Paul Sanderson - Deciphering Big Data Reflection

Deciphering Big Data is the first module for my Master of Science. I didn't know what to expect, and I was pleasantly surprised by how well-structured the learning activities are. There is a very good blend of different types of activities, which build on each other.

What?

The collaborative discussions work well with the initial post, peer feedback and summary post. I hadn't used references for a very long time, so it was challenging at first to use the correct format, but I am now much more confident with using Harvard referencing.

I love using HTML, so I really enjoyed building up my e-portfolio using a GitHub website. I tried to keep up with the activities as the module progressed, so there wasn't too much to add at the very end of the module.

The seminars are a great way to connect with the tutor and other students. The tutor always encouraged the students to contribute, with questions everyone could answer, and there was time at the end of most seminars for general questions and answers. I tried to always contribute relevant questions and comments to these sessions.

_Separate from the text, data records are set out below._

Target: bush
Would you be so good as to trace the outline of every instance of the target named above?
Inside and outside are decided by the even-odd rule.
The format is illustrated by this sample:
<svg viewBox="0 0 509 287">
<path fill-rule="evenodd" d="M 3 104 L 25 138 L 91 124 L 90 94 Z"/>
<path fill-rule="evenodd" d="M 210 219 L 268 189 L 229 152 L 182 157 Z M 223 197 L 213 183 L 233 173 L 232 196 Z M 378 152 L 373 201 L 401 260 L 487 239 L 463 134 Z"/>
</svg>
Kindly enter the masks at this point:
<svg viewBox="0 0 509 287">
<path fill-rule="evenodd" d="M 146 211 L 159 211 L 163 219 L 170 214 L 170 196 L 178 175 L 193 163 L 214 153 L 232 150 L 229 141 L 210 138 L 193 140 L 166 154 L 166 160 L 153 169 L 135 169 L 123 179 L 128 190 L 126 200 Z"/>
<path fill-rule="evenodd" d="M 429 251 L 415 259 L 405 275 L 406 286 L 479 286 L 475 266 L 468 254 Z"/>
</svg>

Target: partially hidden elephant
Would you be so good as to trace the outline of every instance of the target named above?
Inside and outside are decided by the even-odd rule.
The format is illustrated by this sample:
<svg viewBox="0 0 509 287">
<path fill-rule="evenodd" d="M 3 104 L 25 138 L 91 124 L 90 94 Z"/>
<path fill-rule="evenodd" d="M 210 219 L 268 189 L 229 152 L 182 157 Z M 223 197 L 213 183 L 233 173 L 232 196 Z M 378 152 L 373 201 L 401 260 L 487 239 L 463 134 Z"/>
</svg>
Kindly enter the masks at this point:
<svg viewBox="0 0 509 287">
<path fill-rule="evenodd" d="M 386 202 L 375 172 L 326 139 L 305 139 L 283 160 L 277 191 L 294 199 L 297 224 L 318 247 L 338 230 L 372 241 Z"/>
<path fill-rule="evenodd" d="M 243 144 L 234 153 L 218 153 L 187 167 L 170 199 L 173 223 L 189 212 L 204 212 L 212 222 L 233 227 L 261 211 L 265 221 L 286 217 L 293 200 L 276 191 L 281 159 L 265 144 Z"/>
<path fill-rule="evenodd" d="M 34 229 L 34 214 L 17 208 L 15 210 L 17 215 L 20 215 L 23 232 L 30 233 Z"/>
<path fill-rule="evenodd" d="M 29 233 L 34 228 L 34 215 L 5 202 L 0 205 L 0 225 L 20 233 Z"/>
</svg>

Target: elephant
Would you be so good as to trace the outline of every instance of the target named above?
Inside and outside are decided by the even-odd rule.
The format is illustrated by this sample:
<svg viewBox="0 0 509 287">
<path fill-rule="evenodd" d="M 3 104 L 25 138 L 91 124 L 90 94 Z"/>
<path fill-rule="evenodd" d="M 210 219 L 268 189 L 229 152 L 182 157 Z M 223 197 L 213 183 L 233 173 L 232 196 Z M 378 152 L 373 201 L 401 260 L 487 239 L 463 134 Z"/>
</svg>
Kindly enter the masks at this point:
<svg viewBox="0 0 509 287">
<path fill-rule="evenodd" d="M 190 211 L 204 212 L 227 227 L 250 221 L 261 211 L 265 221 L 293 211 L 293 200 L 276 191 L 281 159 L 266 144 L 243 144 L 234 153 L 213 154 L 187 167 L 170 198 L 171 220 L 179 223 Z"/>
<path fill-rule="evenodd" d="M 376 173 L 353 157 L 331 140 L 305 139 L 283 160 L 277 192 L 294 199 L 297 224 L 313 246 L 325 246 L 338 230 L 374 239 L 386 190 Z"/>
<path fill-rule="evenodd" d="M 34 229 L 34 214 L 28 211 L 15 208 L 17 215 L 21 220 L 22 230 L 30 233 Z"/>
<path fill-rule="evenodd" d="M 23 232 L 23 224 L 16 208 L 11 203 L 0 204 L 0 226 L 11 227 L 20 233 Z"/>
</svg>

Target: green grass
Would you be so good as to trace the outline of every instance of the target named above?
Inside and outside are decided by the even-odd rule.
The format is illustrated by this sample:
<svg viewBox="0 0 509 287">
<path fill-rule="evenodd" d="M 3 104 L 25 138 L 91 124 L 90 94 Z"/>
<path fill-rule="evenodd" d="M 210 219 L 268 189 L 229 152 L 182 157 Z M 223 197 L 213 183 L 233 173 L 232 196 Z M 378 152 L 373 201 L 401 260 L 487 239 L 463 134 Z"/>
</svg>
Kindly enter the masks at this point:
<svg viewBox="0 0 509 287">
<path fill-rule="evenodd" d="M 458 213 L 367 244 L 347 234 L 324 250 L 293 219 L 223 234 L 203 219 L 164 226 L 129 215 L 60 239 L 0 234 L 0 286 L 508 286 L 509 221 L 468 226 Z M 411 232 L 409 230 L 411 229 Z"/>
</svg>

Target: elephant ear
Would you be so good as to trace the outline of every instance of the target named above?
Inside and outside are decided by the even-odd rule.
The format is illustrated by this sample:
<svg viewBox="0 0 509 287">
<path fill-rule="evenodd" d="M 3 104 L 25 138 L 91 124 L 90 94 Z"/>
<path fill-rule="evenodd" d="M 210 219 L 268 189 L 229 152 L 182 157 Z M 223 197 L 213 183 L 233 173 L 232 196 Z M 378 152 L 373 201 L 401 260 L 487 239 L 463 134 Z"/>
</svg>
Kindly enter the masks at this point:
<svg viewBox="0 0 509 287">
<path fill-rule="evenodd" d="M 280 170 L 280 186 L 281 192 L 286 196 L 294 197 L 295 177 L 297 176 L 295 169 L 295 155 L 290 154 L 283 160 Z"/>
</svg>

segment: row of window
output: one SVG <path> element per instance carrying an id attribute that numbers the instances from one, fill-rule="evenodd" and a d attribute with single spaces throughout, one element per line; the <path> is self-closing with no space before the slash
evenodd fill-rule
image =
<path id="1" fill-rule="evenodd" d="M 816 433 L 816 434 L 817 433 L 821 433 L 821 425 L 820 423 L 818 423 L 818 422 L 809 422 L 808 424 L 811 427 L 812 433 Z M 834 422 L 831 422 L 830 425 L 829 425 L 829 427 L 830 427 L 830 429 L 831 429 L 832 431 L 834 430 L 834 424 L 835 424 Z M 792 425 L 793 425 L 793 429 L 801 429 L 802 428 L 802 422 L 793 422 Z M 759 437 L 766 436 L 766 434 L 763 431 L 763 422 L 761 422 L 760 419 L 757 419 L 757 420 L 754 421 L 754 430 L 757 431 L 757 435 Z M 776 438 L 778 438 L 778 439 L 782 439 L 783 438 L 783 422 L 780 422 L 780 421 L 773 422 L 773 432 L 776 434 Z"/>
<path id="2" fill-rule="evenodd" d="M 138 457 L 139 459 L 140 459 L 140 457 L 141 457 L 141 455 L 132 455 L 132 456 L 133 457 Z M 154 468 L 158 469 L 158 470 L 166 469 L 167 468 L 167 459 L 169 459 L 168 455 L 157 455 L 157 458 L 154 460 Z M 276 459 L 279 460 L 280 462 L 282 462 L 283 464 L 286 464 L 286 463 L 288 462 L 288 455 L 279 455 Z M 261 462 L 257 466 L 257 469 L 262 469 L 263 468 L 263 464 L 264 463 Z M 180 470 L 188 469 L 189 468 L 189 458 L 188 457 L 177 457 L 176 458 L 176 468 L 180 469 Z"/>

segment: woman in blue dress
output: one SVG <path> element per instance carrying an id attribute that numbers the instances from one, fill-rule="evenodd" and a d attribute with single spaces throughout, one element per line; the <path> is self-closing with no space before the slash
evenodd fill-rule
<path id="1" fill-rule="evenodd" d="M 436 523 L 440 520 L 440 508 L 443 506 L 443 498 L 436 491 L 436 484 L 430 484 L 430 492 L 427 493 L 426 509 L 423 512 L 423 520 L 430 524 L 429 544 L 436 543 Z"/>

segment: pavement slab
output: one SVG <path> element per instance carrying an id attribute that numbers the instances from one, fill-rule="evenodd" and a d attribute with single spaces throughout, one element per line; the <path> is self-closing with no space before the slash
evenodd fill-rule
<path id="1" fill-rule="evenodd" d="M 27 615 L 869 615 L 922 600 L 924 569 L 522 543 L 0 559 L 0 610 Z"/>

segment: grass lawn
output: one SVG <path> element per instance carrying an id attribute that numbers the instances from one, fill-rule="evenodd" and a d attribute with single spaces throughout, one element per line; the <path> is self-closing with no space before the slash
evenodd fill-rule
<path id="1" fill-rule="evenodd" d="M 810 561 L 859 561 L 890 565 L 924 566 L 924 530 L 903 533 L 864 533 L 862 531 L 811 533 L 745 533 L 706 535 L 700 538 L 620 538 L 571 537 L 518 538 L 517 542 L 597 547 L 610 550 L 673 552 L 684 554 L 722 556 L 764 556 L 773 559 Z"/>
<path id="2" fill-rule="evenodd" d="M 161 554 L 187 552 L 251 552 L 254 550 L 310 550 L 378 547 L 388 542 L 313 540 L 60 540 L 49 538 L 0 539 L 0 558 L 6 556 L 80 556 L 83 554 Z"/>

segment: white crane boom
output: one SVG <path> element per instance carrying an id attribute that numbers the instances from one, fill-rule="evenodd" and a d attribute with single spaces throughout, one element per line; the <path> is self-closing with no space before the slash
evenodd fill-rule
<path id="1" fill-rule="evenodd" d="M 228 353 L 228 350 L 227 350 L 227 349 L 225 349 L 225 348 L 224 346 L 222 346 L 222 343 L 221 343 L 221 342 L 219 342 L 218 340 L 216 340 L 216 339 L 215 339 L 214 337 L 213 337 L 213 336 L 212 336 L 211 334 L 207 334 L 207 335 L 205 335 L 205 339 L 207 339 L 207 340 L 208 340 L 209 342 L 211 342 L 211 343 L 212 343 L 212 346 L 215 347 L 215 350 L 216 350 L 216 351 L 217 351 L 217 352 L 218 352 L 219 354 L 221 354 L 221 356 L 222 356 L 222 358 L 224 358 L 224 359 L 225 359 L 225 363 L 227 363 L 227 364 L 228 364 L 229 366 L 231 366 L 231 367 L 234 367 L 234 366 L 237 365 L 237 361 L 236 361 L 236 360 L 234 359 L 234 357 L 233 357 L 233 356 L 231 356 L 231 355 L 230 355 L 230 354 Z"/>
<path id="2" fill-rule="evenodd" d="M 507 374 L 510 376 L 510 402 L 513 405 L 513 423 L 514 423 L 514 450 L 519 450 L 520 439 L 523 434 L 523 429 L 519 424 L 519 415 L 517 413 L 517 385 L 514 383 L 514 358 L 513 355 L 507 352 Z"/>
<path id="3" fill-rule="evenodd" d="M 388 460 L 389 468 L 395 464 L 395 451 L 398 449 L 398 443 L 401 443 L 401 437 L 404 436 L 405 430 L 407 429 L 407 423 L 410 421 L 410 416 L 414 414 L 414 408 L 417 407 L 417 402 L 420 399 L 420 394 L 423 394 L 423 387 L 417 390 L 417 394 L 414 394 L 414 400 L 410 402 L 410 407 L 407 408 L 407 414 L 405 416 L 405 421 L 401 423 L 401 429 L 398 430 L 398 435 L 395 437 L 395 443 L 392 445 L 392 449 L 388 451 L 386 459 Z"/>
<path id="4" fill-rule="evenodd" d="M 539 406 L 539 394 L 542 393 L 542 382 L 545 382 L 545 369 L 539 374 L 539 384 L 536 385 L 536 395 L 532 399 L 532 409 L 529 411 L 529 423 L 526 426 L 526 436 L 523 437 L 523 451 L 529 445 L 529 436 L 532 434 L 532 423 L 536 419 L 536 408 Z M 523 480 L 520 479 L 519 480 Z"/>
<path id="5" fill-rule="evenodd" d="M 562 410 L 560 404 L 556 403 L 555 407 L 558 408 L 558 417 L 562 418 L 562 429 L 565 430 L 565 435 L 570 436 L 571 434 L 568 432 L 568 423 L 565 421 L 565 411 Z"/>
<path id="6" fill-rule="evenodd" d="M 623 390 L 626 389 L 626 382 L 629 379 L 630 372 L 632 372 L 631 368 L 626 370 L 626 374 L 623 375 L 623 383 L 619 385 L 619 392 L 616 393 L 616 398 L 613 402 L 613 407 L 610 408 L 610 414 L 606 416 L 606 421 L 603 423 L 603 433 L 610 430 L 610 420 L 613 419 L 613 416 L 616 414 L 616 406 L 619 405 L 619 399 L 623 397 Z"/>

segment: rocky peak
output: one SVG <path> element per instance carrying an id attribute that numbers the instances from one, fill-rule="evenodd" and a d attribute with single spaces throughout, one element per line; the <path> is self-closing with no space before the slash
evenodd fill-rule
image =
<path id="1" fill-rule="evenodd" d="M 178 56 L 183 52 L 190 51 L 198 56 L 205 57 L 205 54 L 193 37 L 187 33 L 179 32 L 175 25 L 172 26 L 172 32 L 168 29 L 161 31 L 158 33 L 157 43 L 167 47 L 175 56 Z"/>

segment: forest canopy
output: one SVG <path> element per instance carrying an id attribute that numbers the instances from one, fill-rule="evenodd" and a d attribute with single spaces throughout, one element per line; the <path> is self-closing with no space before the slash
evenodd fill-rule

The main project builds progressively, starting with a team project to give support and feedback, flowing into an individual project which has a higher grade weighting. I was very fortunate to be able to make a team with two other students who regularly attended the seminars, and they were very committed and easy to work with. I am pretty good at encouraging others, and I used this well in our discussions and online video calls - we had a very good team spirit. I was proud to be able to bring my technical expertise to the group, although on reflection I realise I skewed the team project too far towards the use of Python and SQL.

I personally found the core reading the most useful activity, particularly the textbooks Python for Data Analysis by McKinney and Data Wrangling with Python by Kazil and Jarmul. These two books were very clearly written and helpful - I'd like to read them again! The wiki activities usually involved applying what we learned in the textbooks, and I really enjoyed testing out my Python skills on practical examples.

I was worried about the time commitment of the study, but I've been a full-time teacher for a very long time, and I was able to apply my time management skills from teaching to my study. Every week I carefully looked at the required tasks, and spread them across my available time for that week. I was pleased that when I got to the end of the module I didn't have an overwhelming amount of work to complete. This was particularly true with the e-portfolio, as I had made a page for each e-portfolio task as the tasks were given.

So what?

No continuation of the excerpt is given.